Ultimately, the success of a carve-out depends largely on finding the right buyer or investor. Not every bidder has the necessary expertise or long-term interest to successfully develop an aerospace or defence division. Here, the selling company should consider whether a strategic buyer (e.g. a sector company that can leverage synergies) or a financial investor (e.g. private equity fund with experience in the sector) is the better partner. Both have different expectations and strengths: strategists often offer industrial synergies and know the business, which can mitigate integration risks; financial investors bring capital and a focus on value creation, but usually require detailed transformation plans. A common best practice approach is to sound out selected potential buyers ("limited auction") before the official sales process to find out who is seriously interested and has good references for complex carve-outs. During the negotiations, the focus should be on clarity and simplification: A structured exchange of data (with clean teams if necessary) and a well-prepared negotiating team on the seller's side ensure that key points - price, guarantees, risks - are addressed openly. Ultimately, it is important to draw up a purchase agreement that gives both buyer and seller sufficient certainty that the divested business can be successfully transferred and continued. Creative solutions can come into play here, such as a gradual takeover (e.g. the seller initially retains a minority share to accompany the transition), earn-out clauses, or agreements on future cooperation between the old company and the carve-out (e.g. supply contracts, joint development projects) to ensure a smooth transition.

Conclusion

Carve-outs in the A&D sector are among the most demanding transactions - they combine the usual challenges of a corporate spin-off with a dense network of regulations and security requirements. Nevertheless, a properly prepared and executed spin-off can offer considerable strategic advantages: The company streamlines itself and focusses on its core business, while the spun-off division can grow in a more targeted manner under new management or ownership. Investors are given the opportunity to acquire an established business area with great potential - provided they understand the special features of the A&D sector.

Carve-outs are always successful when legal diligence and operational excellence go hand in hand: From export control compliance to investment approval and IT migration, every piece of the puzzle must be considered. Experience from the Hensoldt carve-out or other European transactions shows that these are manageable tasks if companies and investors work closely together and also get the state stakeholder on board. With clear planning, open communication and the support of experienced advisors, the typical pitfalls can be avoided. In this way, the carve-out does not become an end in itself, but a transaction model that creates value in the A&D sector and at the same time fulfils the high security and compliance requirements.
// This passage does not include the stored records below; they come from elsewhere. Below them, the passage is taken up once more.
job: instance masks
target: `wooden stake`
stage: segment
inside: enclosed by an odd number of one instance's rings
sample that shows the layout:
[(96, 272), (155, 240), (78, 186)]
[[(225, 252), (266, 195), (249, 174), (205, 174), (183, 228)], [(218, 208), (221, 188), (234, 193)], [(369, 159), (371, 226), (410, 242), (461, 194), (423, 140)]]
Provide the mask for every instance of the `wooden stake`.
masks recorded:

Future carve-outs in the aerospace and defence industry are likely to become even more relevant against the backdrop of rising defence spending and advancing technological developments. Those who take the success factors mentioned seriously will create the basis for such transactions to be a success for all parties involved - companies, investors and the state.

The content of this article is intended to provide a general guide to the subject matter. Specialist advice should be sought about your specific circumstances.